Penerapan Foot Massage Terhadap Tekanan Darah Pada Lansia Dengan Hipertensi Di RSUD Karanganyar Zara Rahmasari; Sri Hartutik; Rina Yulianti
Jurnal Ilmiah Kesehatan Mandira Cendikia Vol. 2 No. 8 (2023)
Publisher : YAYASAN PENDIDIKAN MANDIRA CENDIKIA

Show Abstract | Download Original | Original Source | Check in Google Scholar

Abstract

Lansia adalah individu yang mengalami proses menua, dengan bertambahnya usia maka seseorang akan mengalami penurunan kondisi fisik maupun non fisik. Hipertensi merupakan kondisi dimana tekanan darah sistolik lebih dari atau sama 140 mmHg dan tekanan darah diastolik lebih dari atau sama dengan 90 mmHg.
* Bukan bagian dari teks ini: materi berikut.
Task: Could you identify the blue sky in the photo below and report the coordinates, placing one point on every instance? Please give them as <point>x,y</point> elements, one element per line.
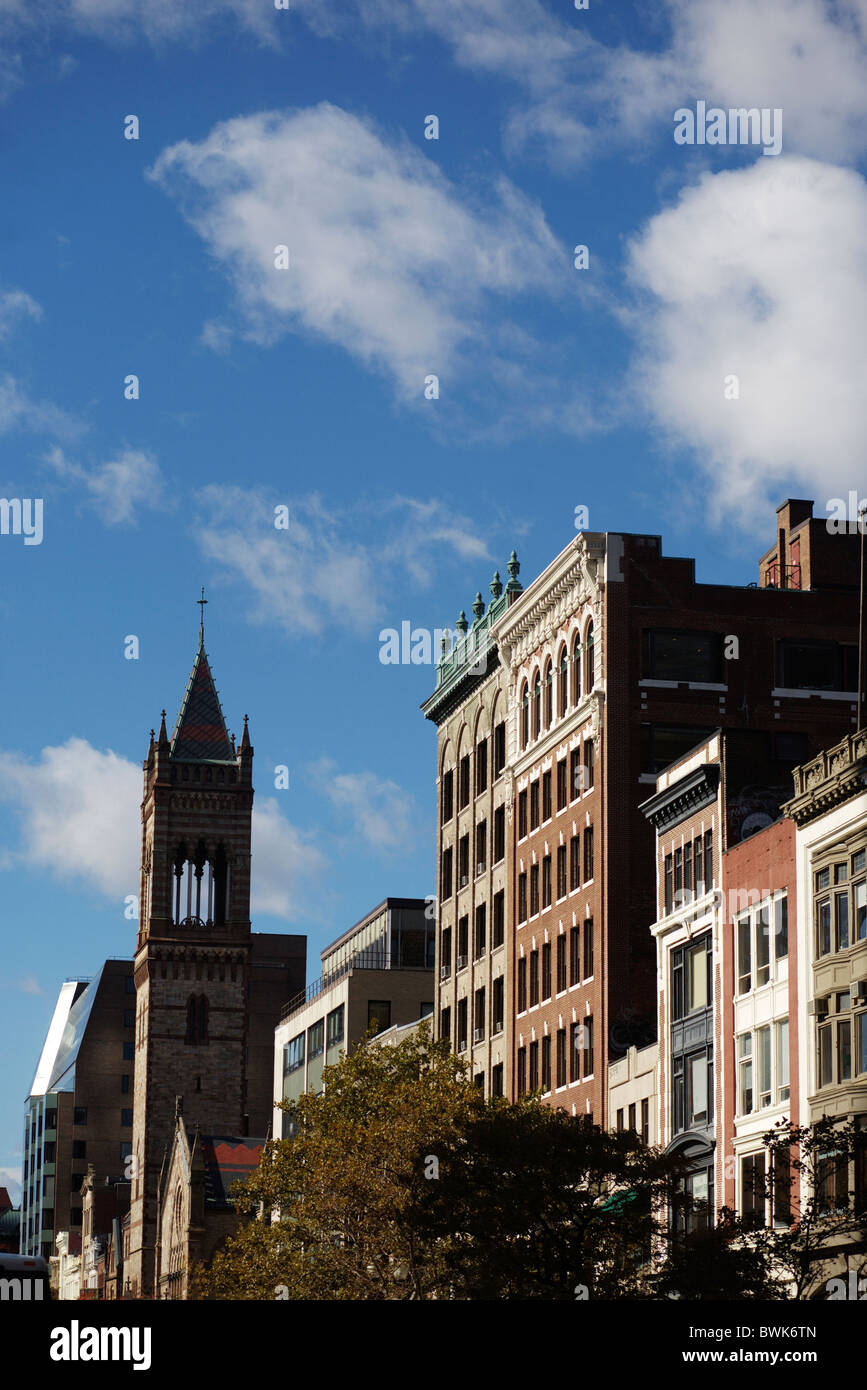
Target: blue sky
<point>306,387</point>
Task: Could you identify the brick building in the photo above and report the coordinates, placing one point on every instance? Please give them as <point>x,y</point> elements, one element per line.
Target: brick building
<point>378,973</point>
<point>577,691</point>
<point>209,991</point>
<point>79,1108</point>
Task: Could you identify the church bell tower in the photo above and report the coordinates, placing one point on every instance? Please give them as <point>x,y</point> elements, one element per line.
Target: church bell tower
<point>193,954</point>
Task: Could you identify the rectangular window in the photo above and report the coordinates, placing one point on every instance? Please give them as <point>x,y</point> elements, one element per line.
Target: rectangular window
<point>380,1014</point>
<point>478,1015</point>
<point>752,1189</point>
<point>826,1055</point>
<point>682,655</point>
<point>763,1066</point>
<point>499,918</point>
<point>481,766</point>
<point>463,861</point>
<point>521,984</point>
<point>560,1057</point>
<point>445,951</point>
<point>448,797</point>
<point>588,854</point>
<point>445,877</point>
<point>498,1004</point>
<point>574,955</point>
<point>463,941</point>
<point>560,963</point>
<point>499,834</point>
<point>574,862</point>
<point>844,1050</point>
<point>575,1052</point>
<point>763,945</point>
<point>823,927</point>
<point>588,948</point>
<point>575,774</point>
<point>745,1072</point>
<point>781,929</point>
<point>481,847</point>
<point>464,781</point>
<point>588,1047</point>
<point>745,970</point>
<point>481,930</point>
<point>499,748</point>
<point>782,1059</point>
<point>546,970</point>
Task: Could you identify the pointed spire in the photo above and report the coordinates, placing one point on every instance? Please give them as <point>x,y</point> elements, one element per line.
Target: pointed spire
<point>200,733</point>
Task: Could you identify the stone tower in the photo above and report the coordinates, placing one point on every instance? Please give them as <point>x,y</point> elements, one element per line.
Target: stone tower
<point>207,991</point>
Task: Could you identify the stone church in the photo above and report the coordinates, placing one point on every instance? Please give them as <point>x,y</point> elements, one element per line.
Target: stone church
<point>209,990</point>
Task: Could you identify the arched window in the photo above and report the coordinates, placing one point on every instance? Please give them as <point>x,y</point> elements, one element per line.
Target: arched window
<point>549,695</point>
<point>200,887</point>
<point>577,669</point>
<point>196,1020</point>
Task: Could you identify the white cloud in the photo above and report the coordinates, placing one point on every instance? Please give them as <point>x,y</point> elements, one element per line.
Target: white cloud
<point>584,97</point>
<point>79,815</point>
<point>374,808</point>
<point>288,870</point>
<point>759,273</point>
<point>320,571</point>
<point>14,306</point>
<point>386,259</point>
<point>118,489</point>
<point>81,820</point>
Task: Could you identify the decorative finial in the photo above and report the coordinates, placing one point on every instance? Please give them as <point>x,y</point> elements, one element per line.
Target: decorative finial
<point>514,584</point>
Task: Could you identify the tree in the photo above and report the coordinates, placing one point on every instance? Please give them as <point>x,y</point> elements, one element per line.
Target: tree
<point>403,1182</point>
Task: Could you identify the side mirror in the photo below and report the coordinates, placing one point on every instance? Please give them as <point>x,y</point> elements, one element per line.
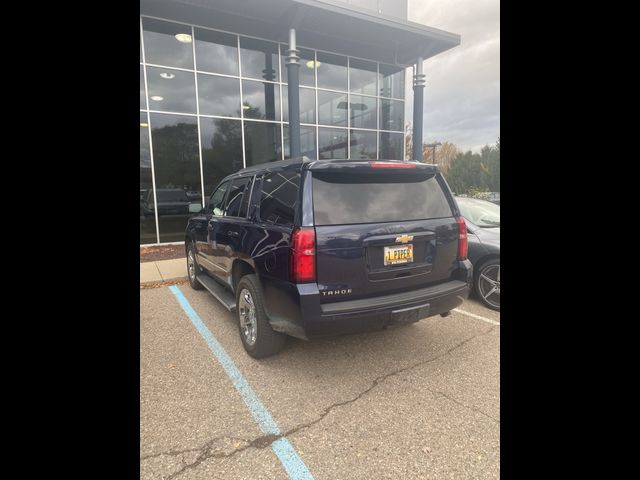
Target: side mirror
<point>195,208</point>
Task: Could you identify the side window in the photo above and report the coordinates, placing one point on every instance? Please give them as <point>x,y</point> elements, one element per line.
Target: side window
<point>215,202</point>
<point>236,193</point>
<point>279,197</point>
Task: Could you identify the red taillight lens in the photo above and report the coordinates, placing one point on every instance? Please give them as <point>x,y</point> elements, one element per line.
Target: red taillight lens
<point>392,165</point>
<point>462,239</point>
<point>302,259</point>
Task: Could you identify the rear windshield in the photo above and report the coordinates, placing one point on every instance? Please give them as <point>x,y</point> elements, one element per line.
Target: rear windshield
<point>340,198</point>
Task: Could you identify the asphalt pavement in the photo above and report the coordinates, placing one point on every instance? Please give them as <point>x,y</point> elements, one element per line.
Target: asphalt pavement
<point>419,401</point>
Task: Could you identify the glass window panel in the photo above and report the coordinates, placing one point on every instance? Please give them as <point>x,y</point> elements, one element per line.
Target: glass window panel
<point>262,142</point>
<point>221,143</point>
<point>171,90</point>
<point>332,108</point>
<point>259,59</point>
<point>147,216</point>
<point>143,95</point>
<point>261,100</point>
<point>391,146</point>
<point>307,105</point>
<point>332,143</point>
<point>234,200</point>
<point>307,142</point>
<point>391,115</point>
<point>363,112</point>
<point>363,76</point>
<point>363,144</point>
<point>307,66</point>
<point>216,52</point>
<point>167,43</point>
<point>391,81</point>
<point>177,169</point>
<point>219,95</point>
<point>332,71</point>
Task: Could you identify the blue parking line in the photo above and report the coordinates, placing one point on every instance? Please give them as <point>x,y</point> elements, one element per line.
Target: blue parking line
<point>291,461</point>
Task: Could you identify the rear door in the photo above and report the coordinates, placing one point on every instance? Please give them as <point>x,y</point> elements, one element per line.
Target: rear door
<point>381,230</point>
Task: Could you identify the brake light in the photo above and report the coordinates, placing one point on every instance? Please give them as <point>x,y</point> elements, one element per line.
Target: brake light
<point>302,259</point>
<point>462,239</point>
<point>392,165</point>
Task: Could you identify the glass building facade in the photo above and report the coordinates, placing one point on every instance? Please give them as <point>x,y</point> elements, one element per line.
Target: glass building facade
<point>213,102</point>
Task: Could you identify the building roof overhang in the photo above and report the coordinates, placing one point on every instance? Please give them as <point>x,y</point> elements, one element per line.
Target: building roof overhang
<point>324,25</point>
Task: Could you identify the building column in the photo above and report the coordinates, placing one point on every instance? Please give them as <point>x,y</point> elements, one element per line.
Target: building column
<point>293,74</point>
<point>418,102</point>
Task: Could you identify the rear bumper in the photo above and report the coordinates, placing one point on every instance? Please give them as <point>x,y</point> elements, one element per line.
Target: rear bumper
<point>376,313</point>
<point>295,309</point>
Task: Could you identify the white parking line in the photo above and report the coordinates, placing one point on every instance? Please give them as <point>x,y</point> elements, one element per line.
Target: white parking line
<point>484,319</point>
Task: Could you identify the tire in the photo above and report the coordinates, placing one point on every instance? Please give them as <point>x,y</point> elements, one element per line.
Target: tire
<point>258,338</point>
<point>487,278</point>
<point>192,260</point>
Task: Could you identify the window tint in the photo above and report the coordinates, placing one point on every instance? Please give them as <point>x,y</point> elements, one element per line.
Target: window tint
<point>279,197</point>
<point>234,200</point>
<point>217,198</point>
<point>340,199</point>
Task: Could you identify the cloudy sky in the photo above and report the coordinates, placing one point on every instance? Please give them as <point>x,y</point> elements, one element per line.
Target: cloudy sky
<point>462,94</point>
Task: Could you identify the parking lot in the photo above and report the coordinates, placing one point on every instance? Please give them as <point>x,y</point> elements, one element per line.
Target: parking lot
<point>419,401</point>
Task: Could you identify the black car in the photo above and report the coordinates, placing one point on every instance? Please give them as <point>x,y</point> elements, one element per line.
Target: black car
<point>483,225</point>
<point>308,248</point>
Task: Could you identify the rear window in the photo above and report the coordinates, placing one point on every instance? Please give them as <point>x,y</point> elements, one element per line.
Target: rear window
<point>279,197</point>
<point>340,198</point>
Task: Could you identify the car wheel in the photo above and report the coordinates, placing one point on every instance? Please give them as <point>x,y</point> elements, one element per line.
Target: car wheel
<point>487,284</point>
<point>258,338</point>
<point>193,268</point>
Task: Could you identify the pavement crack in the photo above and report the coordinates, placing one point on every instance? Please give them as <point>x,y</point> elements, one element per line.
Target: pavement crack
<point>384,377</point>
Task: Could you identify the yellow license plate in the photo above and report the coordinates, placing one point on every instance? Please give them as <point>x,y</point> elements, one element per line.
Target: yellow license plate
<point>400,254</point>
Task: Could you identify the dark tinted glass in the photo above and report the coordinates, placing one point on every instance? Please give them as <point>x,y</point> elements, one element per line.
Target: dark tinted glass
<point>332,143</point>
<point>391,81</point>
<point>332,108</point>
<point>363,77</point>
<point>171,90</point>
<point>307,66</point>
<point>363,112</point>
<point>167,43</point>
<point>217,199</point>
<point>216,52</point>
<point>261,100</point>
<point>307,105</point>
<point>221,143</point>
<point>177,170</point>
<point>279,197</point>
<point>307,142</point>
<point>259,59</point>
<point>143,96</point>
<point>332,71</point>
<point>379,197</point>
<point>391,115</point>
<point>234,199</point>
<point>219,95</point>
<point>147,217</point>
<point>245,199</point>
<point>363,144</point>
<point>391,146</point>
<point>262,142</point>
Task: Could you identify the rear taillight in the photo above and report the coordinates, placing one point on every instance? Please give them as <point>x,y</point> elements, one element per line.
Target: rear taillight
<point>302,259</point>
<point>462,239</point>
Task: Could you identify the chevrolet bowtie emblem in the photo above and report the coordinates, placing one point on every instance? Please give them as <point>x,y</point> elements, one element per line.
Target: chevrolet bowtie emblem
<point>404,239</point>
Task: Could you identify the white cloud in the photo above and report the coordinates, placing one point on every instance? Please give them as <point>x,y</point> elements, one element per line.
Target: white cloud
<point>462,94</point>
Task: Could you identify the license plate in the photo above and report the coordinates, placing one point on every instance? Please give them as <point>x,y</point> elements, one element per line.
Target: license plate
<point>397,255</point>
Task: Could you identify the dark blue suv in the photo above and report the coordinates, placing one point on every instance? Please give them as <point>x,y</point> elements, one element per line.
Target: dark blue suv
<point>309,248</point>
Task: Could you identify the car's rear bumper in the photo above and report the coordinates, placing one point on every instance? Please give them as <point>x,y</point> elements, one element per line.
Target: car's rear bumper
<point>300,313</point>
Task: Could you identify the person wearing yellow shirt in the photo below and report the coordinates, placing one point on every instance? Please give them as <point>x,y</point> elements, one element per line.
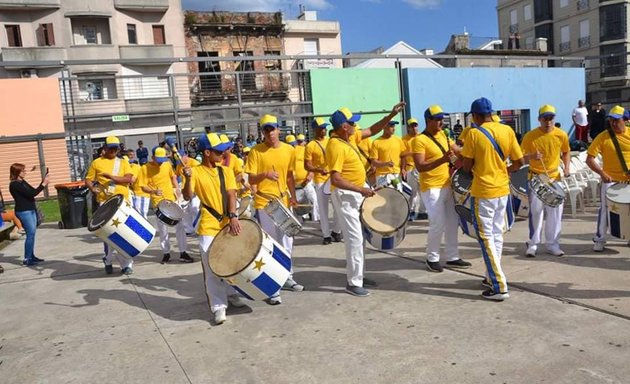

Foot massage merupakan terapi sentuhan tradisional yang dapat memberikan efek relaksasi dan melemaskan otot-otot yang tegang, dan juga bermanfaat bagi kesehatan. Tujuan : Mengetahui hasil implementasi pemberian foot massage terhadap tekanan darah pada lansia di RSUD Karanganyar. Metode : Penerapan dilakukan dengan metode studi kasus kepada 2 responden, sesuai kriteria inklusi dan eklusi, instrumen penelitian menggunakan pengukuran tekanan darah dan SOP Foot massage, selama 3 hari berturut-turut dalam sehari selama 10-15 menit pada waktu pagi hari. Hasil : Berdasarkan hasil penerapan yang sudah dilakukan, terdapat penurunan tekanan darah sebelum dan sesudah di lakukan penerapan foot massage pada 2 responden dengan rata-rata sistolik 10 mmHg dan diastolik 11 mmHg. Kesimpulan : Adanya perbedaan penurunan tekanan darah pada lansia dengan hipertensi sebelum dan sesudah penerapan foot maasage terhadap tekanan darah pada lansia.